Ganhou muito destaque nos últimos dias a alta do preço da carne bovina no varejo, e esta informação foi confirmada com a divulgação do Índice de Preços ao Consumidor Amplo – IPCA para o mês de novembro de 2019. O grupo carnes apresentou forte aceleração nos meses de outubro e novembro deste ano, apresentando crescimento de 10% aproximadamente, puxado principalmente pelo aumento do preço da carne bovina (10,88%), seguindo pela carne suína (4,89%) e por último, pela carne de frango (0,53%). Portanto, é facilmente perceptível que o aumento dos preços dos cortes bovinos levou a um aumento da demanda pelas demais carnes (suína e de frango) via substituição e, consequentemente, a elevação dos preços das mesmas. Mas quais as possíveis consequências deste aumento dos preços para a pecuária de leite?
De acordo com dados do IBGE, a produção de leite no Brasil apresentou crescimento médio de 2,3% ao ano no período de 2008 a 2018, passando de 27,6 bilhões de litros para 33,8 bilhões de litros em 2018. No entanto, no mesmo período, o que se observa é uma correlação negativa com a quantidade de vacas ordenhadas, que apresentou redução média de 2,7% ao ano, passando de 21,6 milhões de cabeças para 16,4 milhões de cabeças em 2018. Portanto, ressalta-se que o ganho de produção dos últimos anos é oriundo do aumento da produtividade média do rebanho, que cresceu cerca de 4,93% ao ano, passando de 1.277 litros por vaca ao ano em 2008 para 2.068 litros por vaca ao ano em 2018. Observa-se também um aumento do preço real pago ao produtor no período, que passou de R$1,25/litro em 2008 para R$1,43/litro em 2018, um aumento de 1,37% ao ano no período, de acordo com dados do Cepea.
Vale destacar que, boa parte da queda de 5,2 milhões de cabeças de vacas ordenhadas no período de 2008 a 2018 pode ter sido direcionada para a pecuária de corte, uma vez que devido ao ganho de produção média das principais matrizes no período, os produtores de leite puderam descartar animais do rebanho leiteiro para a pecuária de corte de forma estratégica, para complementar as receitas e maximizar os ganhos na atividade. Mas como se comportou o preço do boi gordo neste período, houve algum tipo de correlação com a quantidade de vacas ordenhadas? A Figura 1 mostra a evolução das vacas ordenhadas em milhões de cabeças e do preço nominal do boi gordo do Cepea em R$/arroba no período de 2008 a 2019. Ressalta-se que a quantidade de vacas ordenhadas em 2019 é uma previsão baseada na redução média de 2,7% ao ano no período de dez anos anterior. Portanto, percebe-se, como esperado, uma relação inversa entre a quantidade de vacas ordenhadas e o preço nominal do boi gordo, e esta relação torna-se mais acentuada a partir do ano de 2014.

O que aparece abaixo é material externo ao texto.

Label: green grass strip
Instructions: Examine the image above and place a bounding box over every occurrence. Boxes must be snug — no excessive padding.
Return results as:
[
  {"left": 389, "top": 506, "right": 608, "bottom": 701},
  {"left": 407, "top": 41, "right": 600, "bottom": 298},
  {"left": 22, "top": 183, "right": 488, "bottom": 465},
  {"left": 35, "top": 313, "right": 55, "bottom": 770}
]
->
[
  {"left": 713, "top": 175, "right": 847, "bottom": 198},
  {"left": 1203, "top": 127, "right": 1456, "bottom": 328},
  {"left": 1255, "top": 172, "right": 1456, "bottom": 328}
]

Figura 1 – Preço do boi gordo e quantidade de vacas ordenhadas no Brasil.
Fonte – CEPEA; IBGE.
Desse modo, pode-se afirmar que existe uma relação entre aumento do preço do boi gordo e o aumento do descarte de matrizes leiteiras para a pecuária de corte, no entanto, nos últimos anos, este descarte não foi suficiente para que a produção de leite fosse influenciada, de forma negativa, muito em função dos ganhos de produtividade no período. Além disso, o preço real do boi gordo já foi maior que o atual, que está 6,23% menor do que seus picos históricos alcançados em 2015, de aproximadamente R$170,24/arroba em média, o que reduz o incentivo ao descarte de matrizes para a pecuária de corte neste momento. Assim, espera-se que, com a acomodação dos preços do boi gordo, a produção de leite não seja influenciada e os preços do leite e derivados lácteos mantenham-se estáveis.